【要点】
・シエラ・スペース(Sierra Space)は2026年1月6日、宇宙開発庁(SDA:Space Development Agency)向けの衛星構造体9基の製造完了を発表した。
・本件は「増殖型戦闘員宇宙アーキテクチャ(PWSA)」の「トランシェ2・トラッキング・レイヤー(T2TL:Tranche 2 Tracking Layer)」の一部である。
・製造されたのはミサイル警告および追跡任務を担う衛星の基本構造部分であり、当初の計画より3か月早い完了となった。
・シエラ・スペース(Sierra Space)は本プロジェクトにおいて、総計16基の衛星の設計、製造、統合を担当している。
・今回完了した9基は、今後ノースロップ・グラマン(Northrop Grumman)の施設へ輸送され、最終的なペイロード(搭載機器)の統合が行われる。

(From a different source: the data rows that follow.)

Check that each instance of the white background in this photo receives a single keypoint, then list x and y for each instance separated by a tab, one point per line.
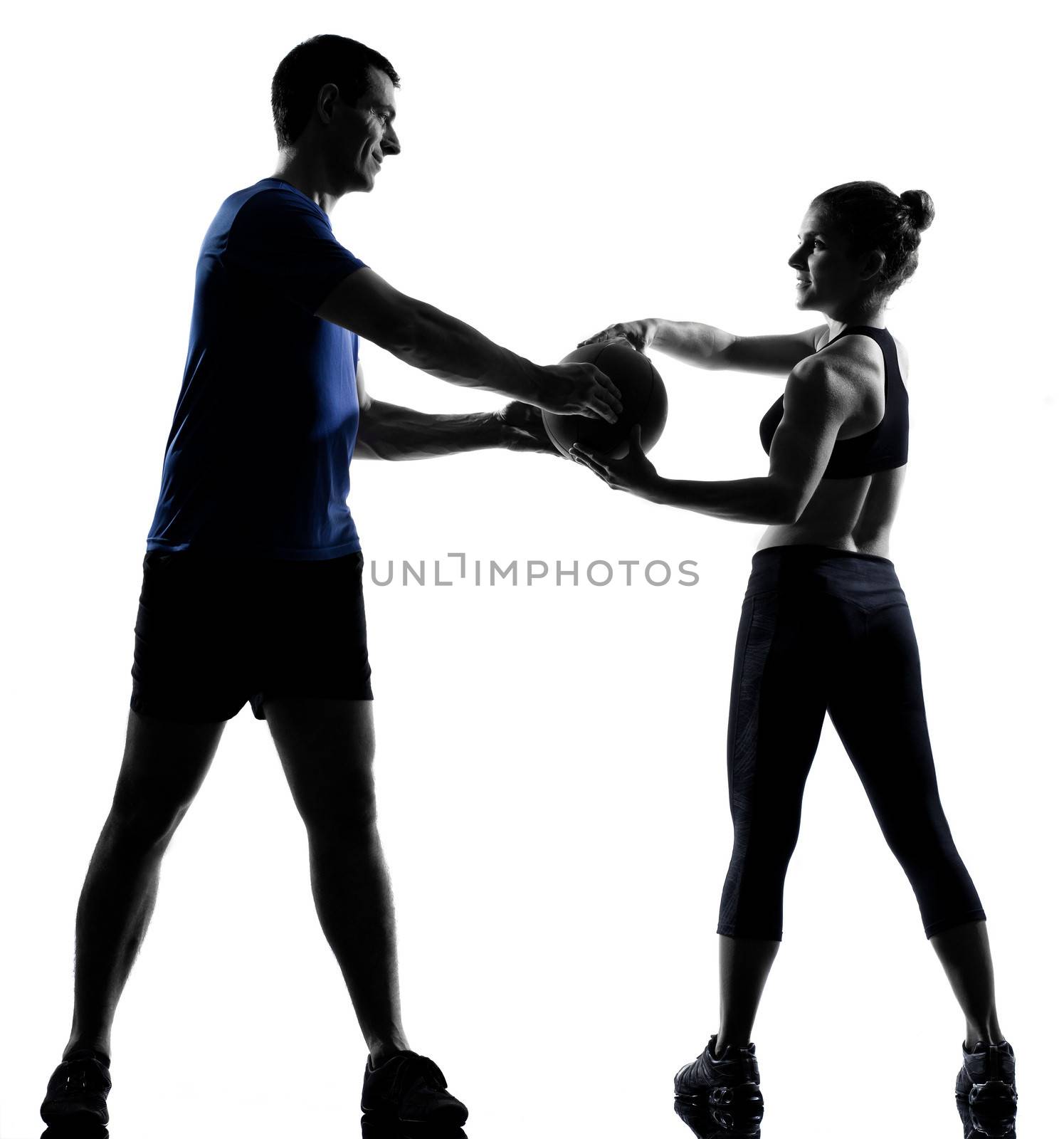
550	759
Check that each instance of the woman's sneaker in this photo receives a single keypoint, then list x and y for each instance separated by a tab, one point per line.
988	1078
411	1089
78	1091
732	1080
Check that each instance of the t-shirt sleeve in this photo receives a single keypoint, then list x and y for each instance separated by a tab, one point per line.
286	243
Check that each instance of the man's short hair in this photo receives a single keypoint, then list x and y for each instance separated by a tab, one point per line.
312	64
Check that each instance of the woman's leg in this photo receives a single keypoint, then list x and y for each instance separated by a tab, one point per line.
744	968
965	955
878	706
777	712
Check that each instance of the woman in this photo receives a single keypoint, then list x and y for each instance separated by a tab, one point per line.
825	626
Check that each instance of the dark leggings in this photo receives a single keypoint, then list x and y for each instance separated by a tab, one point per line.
827	630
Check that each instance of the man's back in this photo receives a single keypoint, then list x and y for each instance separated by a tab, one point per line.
260	449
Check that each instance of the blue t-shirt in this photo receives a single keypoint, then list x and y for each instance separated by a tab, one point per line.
258	461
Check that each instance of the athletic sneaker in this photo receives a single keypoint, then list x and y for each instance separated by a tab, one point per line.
717	1122
411	1089
988	1078
728	1081
78	1091
1001	1125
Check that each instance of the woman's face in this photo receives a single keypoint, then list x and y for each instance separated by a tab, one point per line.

・シエラ・スペース(Sierra Space)はコロラド州の自社施設において、独自の製造ラインを活用することで量産スピードの向上を実現した。
・宇宙開発庁(SDA:Space Development Agency)のプロジェクトは、地球低軌道(LEO)に多数 of 小型衛星を配置し、極超音速ミサイルなどの脅威を監視することを目的としている。
・今回の前倒し完了により、後続のシステム統合プロセスおよび打ち上げスケジュールに対する柔軟性が確保された。
【編集部コメント】
ミサイル警戒・追跡を低軌道に多数配備して冗長性を確保するPWSAは、衛星の量産性と立上げ速度が成果を左右する。構造体の前倒し完了は、追跡レイヤーの配備計画に対する製造面の節目として位置付けられる。